3 thoughts on “Antidepressiva können die Fähigkeit zu weinen verringern

  1. Sonja Sage sagt:

    so hat jeder seine Erfahrungen. Ich könnte 2003 überhaupt nicht mehr aufhören zu weinen. Bin nicht aus dem Bett gekommen. Nichts gegessen. Seit dem nehme ich Venlaflaxin. Zur Zeit 75 und 37, 5. Ich war auch bis zum Maximum. Für die Schmerzen bekomme ich 2x 50mg Opiat. Ich kann Trauern mit Tränen und auch lachen. Mein Wunsch, dieses Medikament abzusetzen endete in Chaos.
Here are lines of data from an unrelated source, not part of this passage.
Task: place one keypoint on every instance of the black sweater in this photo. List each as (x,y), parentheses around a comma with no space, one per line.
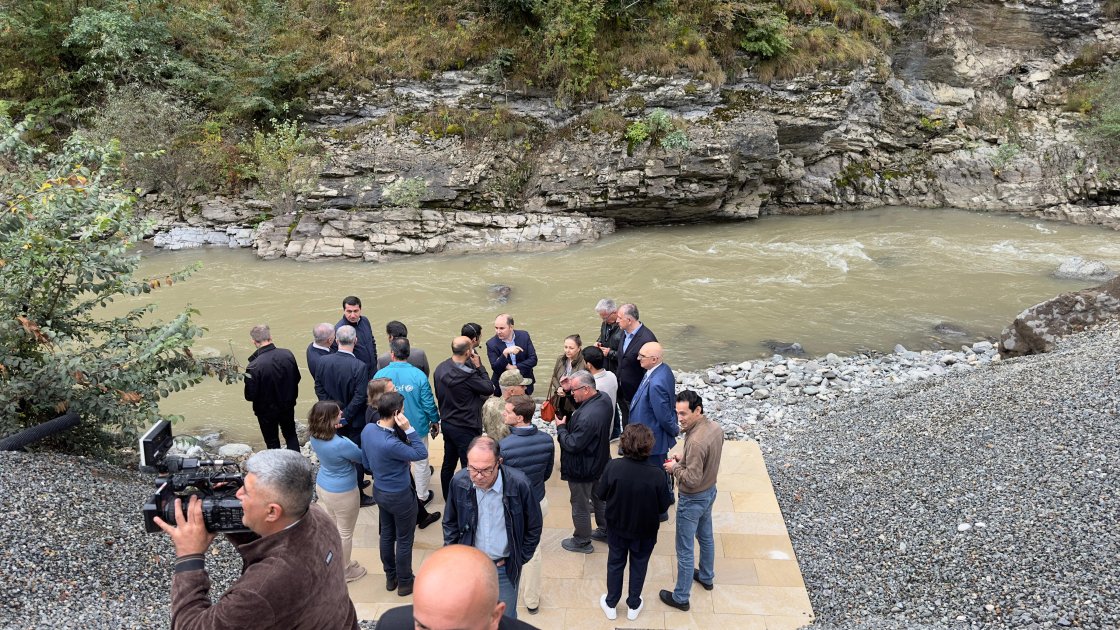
(635,494)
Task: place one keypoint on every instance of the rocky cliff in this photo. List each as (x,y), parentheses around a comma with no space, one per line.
(968,111)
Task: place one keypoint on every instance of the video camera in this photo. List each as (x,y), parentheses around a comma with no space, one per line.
(214,482)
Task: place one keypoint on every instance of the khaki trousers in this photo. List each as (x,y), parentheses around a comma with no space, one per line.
(531,573)
(343,509)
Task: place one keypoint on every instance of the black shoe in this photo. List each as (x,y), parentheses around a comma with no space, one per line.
(425,521)
(666,598)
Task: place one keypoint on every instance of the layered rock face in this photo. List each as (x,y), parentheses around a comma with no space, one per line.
(968,112)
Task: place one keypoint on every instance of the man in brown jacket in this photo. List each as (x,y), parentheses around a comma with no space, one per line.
(696,479)
(292,575)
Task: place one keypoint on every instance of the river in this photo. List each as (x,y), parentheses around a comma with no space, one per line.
(840,283)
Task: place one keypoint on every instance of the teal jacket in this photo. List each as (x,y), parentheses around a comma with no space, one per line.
(412,383)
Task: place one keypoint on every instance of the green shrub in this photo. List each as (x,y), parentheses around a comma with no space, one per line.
(406,192)
(66,239)
(283,164)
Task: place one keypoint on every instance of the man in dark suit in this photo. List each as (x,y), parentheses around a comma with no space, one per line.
(343,378)
(365,348)
(630,370)
(510,350)
(324,335)
(272,385)
(654,405)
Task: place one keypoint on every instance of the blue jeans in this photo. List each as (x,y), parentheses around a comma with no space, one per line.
(397,521)
(693,520)
(507,591)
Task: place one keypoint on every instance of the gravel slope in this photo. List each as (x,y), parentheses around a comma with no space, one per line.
(983,498)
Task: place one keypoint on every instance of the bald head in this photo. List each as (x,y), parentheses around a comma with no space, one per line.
(456,587)
(650,354)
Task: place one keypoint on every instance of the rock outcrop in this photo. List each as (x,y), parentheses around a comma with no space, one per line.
(1036,329)
(967,112)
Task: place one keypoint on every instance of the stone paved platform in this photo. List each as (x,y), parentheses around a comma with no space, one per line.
(758,585)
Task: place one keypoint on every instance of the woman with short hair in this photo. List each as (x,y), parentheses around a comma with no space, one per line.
(626,487)
(569,362)
(335,483)
(389,447)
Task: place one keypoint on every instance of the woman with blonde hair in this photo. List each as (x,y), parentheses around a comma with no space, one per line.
(569,362)
(335,483)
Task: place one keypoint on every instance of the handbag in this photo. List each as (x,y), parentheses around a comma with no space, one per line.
(548,411)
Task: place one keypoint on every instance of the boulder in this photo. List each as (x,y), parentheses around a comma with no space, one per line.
(1036,329)
(1080,269)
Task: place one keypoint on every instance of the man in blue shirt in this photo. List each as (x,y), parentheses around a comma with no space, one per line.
(492,507)
(419,406)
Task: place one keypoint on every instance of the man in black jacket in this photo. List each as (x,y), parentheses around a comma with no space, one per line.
(585,450)
(272,385)
(492,507)
(365,346)
(343,378)
(630,371)
(462,386)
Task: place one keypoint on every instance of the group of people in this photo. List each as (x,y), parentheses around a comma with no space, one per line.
(376,414)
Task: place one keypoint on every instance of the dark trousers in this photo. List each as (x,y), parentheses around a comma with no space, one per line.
(584,502)
(274,420)
(618,548)
(398,527)
(456,441)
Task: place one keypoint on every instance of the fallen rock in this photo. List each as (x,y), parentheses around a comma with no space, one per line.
(1036,329)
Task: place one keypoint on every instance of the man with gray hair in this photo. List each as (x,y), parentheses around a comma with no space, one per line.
(343,378)
(272,386)
(585,450)
(610,333)
(324,335)
(291,574)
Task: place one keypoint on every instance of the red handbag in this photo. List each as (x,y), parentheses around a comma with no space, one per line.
(548,411)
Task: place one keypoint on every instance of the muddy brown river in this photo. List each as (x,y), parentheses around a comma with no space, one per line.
(842,283)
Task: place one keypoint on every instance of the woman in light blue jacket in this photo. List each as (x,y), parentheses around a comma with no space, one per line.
(335,484)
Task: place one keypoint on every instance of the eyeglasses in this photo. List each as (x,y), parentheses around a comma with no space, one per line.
(483,472)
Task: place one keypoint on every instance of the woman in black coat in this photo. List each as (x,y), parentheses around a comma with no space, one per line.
(626,487)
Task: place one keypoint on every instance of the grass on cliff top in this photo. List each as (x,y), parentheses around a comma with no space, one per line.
(245,61)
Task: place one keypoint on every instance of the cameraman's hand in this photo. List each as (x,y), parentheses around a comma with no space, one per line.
(190,536)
Was mich interessiert, welche Mineralien und Vitamine werden durch diese Medikamente meinem Körper entzogen?
    MfG Sonja Sage

  2. Dunja Voos sagt:

    Liebe Maria, danke Ihnen sehr für Ihren Erfahrungsbericht. Viele Grüße, Dunja Voos

  3. Maria sagt:

    Guten Tag,
    vor ca. 3 Monaten habe ich meine Antidepressiva und Lithium abgesetzt. Ich nahm in den letzten 2 Jahren 13 verschiedene Medikamente. Seit ich keine Medis mehr nehme, erlebe ich genau das, was Sie hier beschreiben. Ich fühle mich wieder lebendig, ich kann wieder richtig mit Menschen kommunizieren, habe wieder die Fähigkeit mich einzufühlen, ich habe wieder richtig Freude und spüre diese im ganzen Körper und ich kann wieder weinen. Es ist unglaublich. Danke für diesen Bericht, es ist schön zu lesen, dass diese Meinung und diese Erkenntnis auch von jemanden mit Fachkenntnis geteilt wird.